After tapping into his retirement fund and getting a loan from Traverse City State Bank, the father of three and Air Force and Korean War veteran opened his eponymous store on Carver Street in 1961.
“I grew up in a working class family in the U.P. and so it was natural for me to open the store in the Heights, which at that time was a working class neighborhood,” he said. “Carver was a dirt road and there was nothing out our way except for Oleson’s and Golden-Fowler.”
Although it was tough going at first, DeWeese responded to his customers’ needs, which centered on being open after work was over. Slowly, his 2,500 square-foot space adjacent to his father-in-law’s small grocery store expanded to 9,000 square-feet, with his customer base eventually including factories, schools, and businesses.
As an early competitor to the Maxbauers across town, DeWeese said the distance at that time seemed so great that it wasn’t an issue.
Plus, the Maxbauer brothers were very welcoming to him as a new hardware merchant.
“I’ve never forgotten the fact that Bill and Johnny called me up and told me they would help me clerk that first day. They also sent me flowers and told me that if I ran out of something, they would help resupply it with something from their warehouse,” DeWeese said. “Every year after that, Johnny would call me on Christmas Eve to wish me Merry Christmas. It’s something I will never forget.”
To that end, DeWeese says he has no problem with other stores coming into town, even the hardware giants.
“I have no animosity towards [the big box stores.] At first we felt a slight change in sales, but we had our customers back after a short time,” he said. “Also, I made it a point to call the managers at Home Depot and Lowe’s and tell them if there’s something they can’t help their customers with, I’d be happy to do it.
“They were astounded.”
To remain competitive, DeWeese applied to be a Do It Best retailer in 1986. The process wasn’t easy – pristine credit and a well-run store are just the beginning – but buying from the international supplier keeps DeWeese’s pricing in line, he said.
“It keeps us viable.
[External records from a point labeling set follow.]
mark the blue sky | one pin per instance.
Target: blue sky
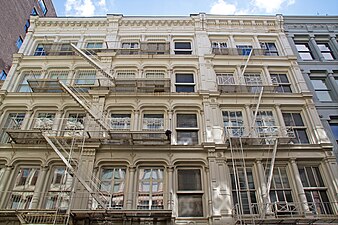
(187, 7)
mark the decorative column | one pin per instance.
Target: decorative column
(136, 119)
(130, 193)
(4, 183)
(170, 202)
(38, 187)
(315, 48)
(334, 41)
(26, 121)
(333, 81)
(299, 186)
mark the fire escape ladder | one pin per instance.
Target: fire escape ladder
(96, 194)
(97, 116)
(94, 63)
(268, 185)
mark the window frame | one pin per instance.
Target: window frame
(150, 192)
(281, 86)
(198, 192)
(115, 202)
(296, 128)
(268, 50)
(326, 52)
(181, 50)
(189, 85)
(307, 51)
(319, 91)
(20, 190)
(59, 193)
(183, 130)
(23, 86)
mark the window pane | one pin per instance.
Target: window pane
(189, 180)
(182, 45)
(186, 120)
(334, 128)
(190, 205)
(184, 78)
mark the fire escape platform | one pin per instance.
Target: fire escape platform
(111, 214)
(139, 137)
(289, 219)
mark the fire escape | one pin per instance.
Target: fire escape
(68, 143)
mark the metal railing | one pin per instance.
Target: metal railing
(260, 132)
(285, 209)
(67, 200)
(241, 51)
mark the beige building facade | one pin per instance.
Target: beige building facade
(202, 119)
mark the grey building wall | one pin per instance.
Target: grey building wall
(13, 17)
(319, 65)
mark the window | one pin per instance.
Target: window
(155, 74)
(18, 42)
(280, 192)
(225, 78)
(187, 129)
(182, 48)
(27, 24)
(42, 49)
(315, 190)
(120, 121)
(42, 6)
(150, 189)
(243, 190)
(219, 47)
(334, 129)
(23, 190)
(58, 196)
(130, 45)
(322, 91)
(14, 121)
(284, 86)
(244, 49)
(265, 124)
(112, 182)
(26, 76)
(85, 77)
(74, 124)
(153, 122)
(155, 48)
(44, 121)
(269, 48)
(61, 75)
(34, 12)
(233, 123)
(3, 75)
(326, 51)
(126, 74)
(94, 45)
(295, 122)
(253, 80)
(304, 51)
(190, 193)
(185, 82)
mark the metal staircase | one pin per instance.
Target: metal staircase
(94, 63)
(86, 104)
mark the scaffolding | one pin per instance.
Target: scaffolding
(74, 134)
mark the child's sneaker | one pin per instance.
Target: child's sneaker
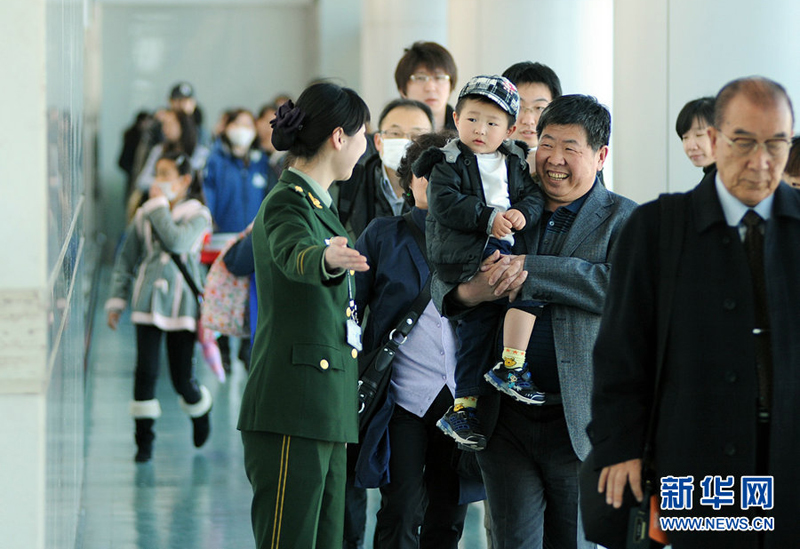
(515, 382)
(464, 427)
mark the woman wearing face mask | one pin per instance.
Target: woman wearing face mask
(173, 219)
(691, 126)
(299, 405)
(237, 175)
(374, 188)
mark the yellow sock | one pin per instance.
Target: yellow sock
(465, 402)
(513, 358)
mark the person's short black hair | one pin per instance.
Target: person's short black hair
(324, 106)
(483, 99)
(418, 146)
(701, 109)
(402, 103)
(265, 109)
(430, 55)
(580, 110)
(793, 163)
(528, 72)
(757, 89)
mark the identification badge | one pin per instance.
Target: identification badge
(354, 334)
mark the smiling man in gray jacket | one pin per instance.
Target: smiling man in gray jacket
(530, 466)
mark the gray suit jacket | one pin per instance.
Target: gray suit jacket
(574, 284)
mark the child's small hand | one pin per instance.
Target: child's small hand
(516, 218)
(501, 226)
(155, 190)
(113, 319)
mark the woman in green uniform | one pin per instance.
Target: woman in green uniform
(299, 406)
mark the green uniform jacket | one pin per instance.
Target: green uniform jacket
(303, 374)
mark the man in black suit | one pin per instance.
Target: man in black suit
(729, 393)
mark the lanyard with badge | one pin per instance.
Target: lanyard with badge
(353, 328)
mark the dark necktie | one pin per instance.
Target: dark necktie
(754, 245)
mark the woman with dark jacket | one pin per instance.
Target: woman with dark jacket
(424, 501)
(299, 405)
(237, 175)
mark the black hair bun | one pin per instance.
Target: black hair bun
(287, 123)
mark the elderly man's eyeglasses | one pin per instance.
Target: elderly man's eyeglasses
(745, 146)
(425, 78)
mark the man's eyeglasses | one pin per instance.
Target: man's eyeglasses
(425, 78)
(397, 134)
(745, 146)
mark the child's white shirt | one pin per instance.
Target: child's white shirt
(494, 177)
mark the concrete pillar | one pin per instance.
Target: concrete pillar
(339, 41)
(667, 52)
(573, 37)
(389, 26)
(23, 296)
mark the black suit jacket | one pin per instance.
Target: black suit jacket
(707, 410)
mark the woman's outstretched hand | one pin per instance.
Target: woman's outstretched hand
(339, 256)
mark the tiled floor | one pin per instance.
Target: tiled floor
(185, 498)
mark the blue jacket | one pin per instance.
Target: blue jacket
(397, 273)
(240, 262)
(234, 191)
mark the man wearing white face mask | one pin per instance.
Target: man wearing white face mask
(374, 188)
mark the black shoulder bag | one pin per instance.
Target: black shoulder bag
(375, 367)
(628, 526)
(189, 279)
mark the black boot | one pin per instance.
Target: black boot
(223, 342)
(144, 440)
(202, 428)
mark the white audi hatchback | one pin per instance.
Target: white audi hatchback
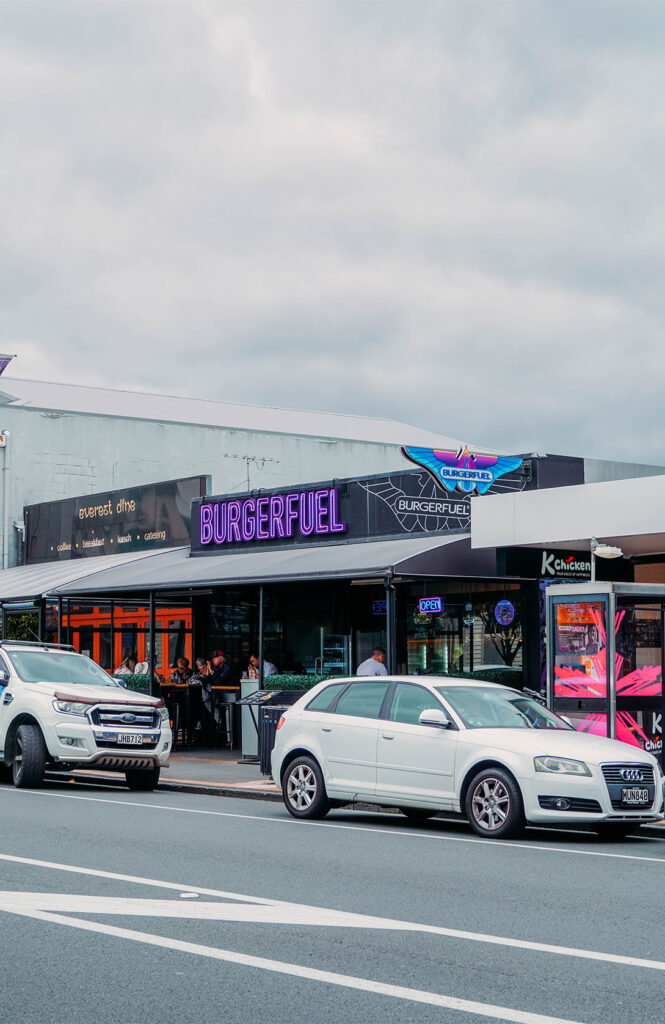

It’s an upbeat, clean organization and it was a dream come true to join them,” he said. “It’s one of the world’s largest hardware suppliers; you don’t just get in – you have to be remarkable.”
Although DeWeese’s inventory is tracked using barcodes, he still holds tight to some time-honored methods, like longhand math at the counter.
“The Yooper in me likes the longhand, I guess,” he said. “I have the ability to do a lot of things in my head and I think it relaxes the customer, too.”
DeWeese also makes a point of greeting and thanking every customer that walks through his door and trains his staff to do the same.
“I like to greet people and when I say thank you, I mean it,” he said. “You’ve got to make it a friendly place.”
As a veteran, DeWeese said he’s been saddened by the gradual lack of American-made goods that he can sell. Nonetheless, whenever he can buy domestic, he does.
“I fly the American flag every single day and as a veteran of the service, I’m a sentimental guy when it comes to our country,” he said. “Every single thing I can possibly humanly get that is made in the U.S., I will buy. But mostly our stuff is made overseas.”
Although DeWeese is now at an age where many of his colleagues have retired, he says he has no definite plans for succession. His wife Sally oversees payroll and the like; son Rob works alongside him in the store and his other two children have other business interests, he said.
Still, he has hopes for the future of DeWeese Hardware.
“I would hope that some of the family would want to continue it, though we don’t have any definite plans,” he said. “Even with everything that’s going on, there’s still a place for the independent American businessman.”